Mechanics as a Determinant of Disease Heterogeneity

One of the most challenging aspects of COPD management is its heterogeneity: patients with similar environmental exposures often develop divergent clinical phenotypes.101 Some present with predominant chronic bronchitis, others with emphysema, and still others with frequent exacerbations. Mechanical forces may be a key determinant of this variability because different structural weak points within the respiratory system give rise to different dominant mechanical consequences. Individuals in whom the small airways are more compliant or less effectively tethered by the surrounding parenchyma may be more prone to expiratory narrowing and dynamic collapse, thereby favoring airflow obstruction, mucus retention, and chronic bronchitic features. By contrast, when the mechanically vulnerable compartment is the alveolar septal network, repetitive tensile loading and stress concentration may preferentially promote septal rupture, loss of elastic recoil, and emphysematous enlargement.102 Likewise, patients with limited respiratory muscle reserve or greater susceptibility to hyperinflation-induced loading may be more likely to develop exertional dyspnea, ventilatory failure, and frequent or severe exacerbations.103 Viewed in this way, COPD phenotypes may differ not only in inflammatory burden or exposure history, but also in the dominant site of mechanical vulnerability—small airways, alveolar septa, or respiratory muscles—which may help explain why patients with superficially similar risk profiles develop markedly different structural and clinical trajectories.

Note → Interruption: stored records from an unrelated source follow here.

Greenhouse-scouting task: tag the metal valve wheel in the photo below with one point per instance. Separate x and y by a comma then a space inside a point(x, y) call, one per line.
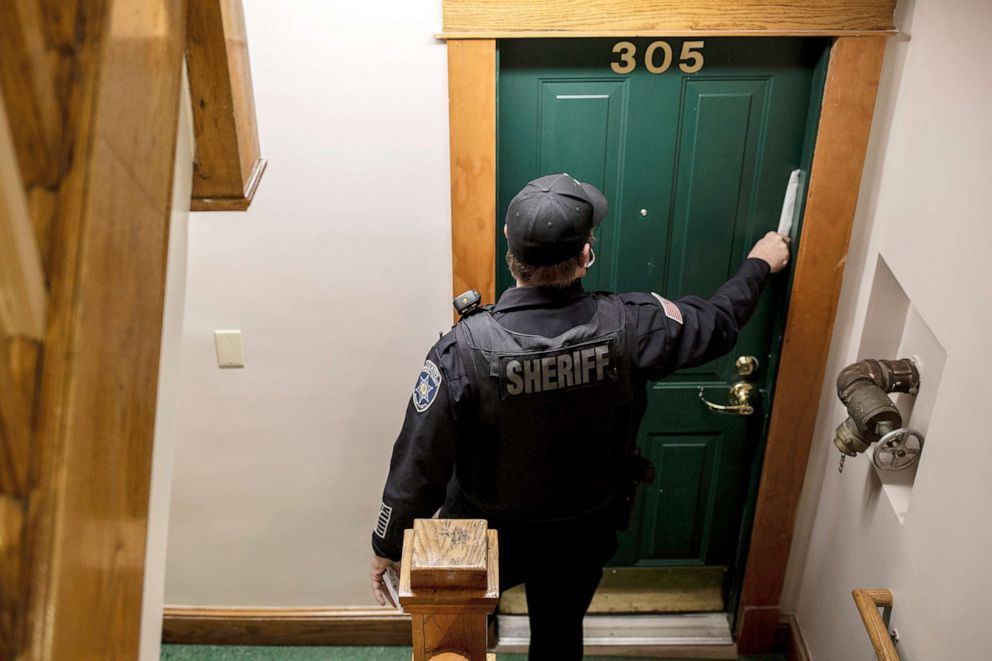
point(898, 450)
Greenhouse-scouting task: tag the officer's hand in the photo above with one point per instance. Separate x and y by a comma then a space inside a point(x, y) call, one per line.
point(379, 566)
point(774, 249)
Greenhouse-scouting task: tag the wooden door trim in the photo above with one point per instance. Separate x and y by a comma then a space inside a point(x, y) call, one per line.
point(206, 625)
point(228, 165)
point(847, 109)
point(626, 34)
point(95, 410)
point(637, 17)
point(472, 132)
point(835, 179)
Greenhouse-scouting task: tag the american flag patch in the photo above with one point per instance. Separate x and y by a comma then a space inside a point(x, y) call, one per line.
point(671, 310)
point(385, 512)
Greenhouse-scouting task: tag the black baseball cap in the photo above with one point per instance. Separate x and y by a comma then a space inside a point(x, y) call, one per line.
point(550, 219)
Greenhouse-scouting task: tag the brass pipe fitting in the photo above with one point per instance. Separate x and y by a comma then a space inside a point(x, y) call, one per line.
point(863, 388)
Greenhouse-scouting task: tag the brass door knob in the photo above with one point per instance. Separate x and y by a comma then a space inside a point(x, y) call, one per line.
point(740, 396)
point(746, 365)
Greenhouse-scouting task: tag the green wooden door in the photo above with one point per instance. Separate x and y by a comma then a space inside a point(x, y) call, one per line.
point(695, 167)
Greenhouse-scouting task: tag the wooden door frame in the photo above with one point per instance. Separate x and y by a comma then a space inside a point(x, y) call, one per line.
point(471, 29)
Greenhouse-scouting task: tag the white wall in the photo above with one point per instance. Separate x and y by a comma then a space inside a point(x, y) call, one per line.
point(924, 210)
point(339, 277)
point(166, 413)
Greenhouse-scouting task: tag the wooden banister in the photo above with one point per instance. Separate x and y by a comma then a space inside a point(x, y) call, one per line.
point(449, 583)
point(868, 602)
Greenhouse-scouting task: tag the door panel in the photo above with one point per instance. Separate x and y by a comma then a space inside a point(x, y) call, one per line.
point(694, 167)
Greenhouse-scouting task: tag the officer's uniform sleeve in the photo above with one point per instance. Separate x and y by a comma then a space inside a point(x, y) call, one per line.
point(693, 330)
point(424, 453)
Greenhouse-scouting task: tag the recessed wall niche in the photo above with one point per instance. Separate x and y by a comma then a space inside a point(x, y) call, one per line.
point(893, 329)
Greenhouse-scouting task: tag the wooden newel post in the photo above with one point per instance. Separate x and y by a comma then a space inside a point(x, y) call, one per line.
point(449, 583)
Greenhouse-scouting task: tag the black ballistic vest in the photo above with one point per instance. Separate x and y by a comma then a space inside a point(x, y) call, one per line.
point(557, 416)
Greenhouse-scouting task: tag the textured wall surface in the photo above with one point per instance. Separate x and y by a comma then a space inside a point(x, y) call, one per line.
point(339, 277)
point(924, 212)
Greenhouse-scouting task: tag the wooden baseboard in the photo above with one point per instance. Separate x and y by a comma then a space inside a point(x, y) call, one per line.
point(191, 625)
point(789, 639)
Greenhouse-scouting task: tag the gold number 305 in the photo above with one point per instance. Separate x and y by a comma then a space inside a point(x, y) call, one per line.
point(690, 58)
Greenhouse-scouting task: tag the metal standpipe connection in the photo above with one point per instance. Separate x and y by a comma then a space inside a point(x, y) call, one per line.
point(863, 388)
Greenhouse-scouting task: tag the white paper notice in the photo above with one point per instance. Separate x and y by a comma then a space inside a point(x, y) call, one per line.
point(789, 204)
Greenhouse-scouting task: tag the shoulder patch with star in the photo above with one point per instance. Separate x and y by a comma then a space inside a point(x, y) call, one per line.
point(428, 383)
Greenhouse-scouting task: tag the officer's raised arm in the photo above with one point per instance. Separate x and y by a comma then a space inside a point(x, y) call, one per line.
point(693, 330)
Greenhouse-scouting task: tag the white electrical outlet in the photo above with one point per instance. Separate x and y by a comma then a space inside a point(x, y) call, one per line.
point(230, 352)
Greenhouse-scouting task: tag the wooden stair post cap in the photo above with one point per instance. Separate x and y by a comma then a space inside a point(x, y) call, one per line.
point(449, 554)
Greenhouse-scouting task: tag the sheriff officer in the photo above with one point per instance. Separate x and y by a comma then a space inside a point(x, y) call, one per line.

Advances in imaging have made it possible to visualize mechanical heterogeneity in vivo. Quantitative computed tomography (CT) provides detailed assessments of airway dimensions and parenchymal density,104 while magnetic resonance imaging (MRI) and hyperpolarized gas techniques reveal regional ventilation defects.105 More recently, methods such as strain mapping and elastography have been used to evaluate regional compliance and stress distribution.106 Correlations between these imaging-derived mechanical indices and clinical outcomes support the view that mechanics actively shape phenotypic expression.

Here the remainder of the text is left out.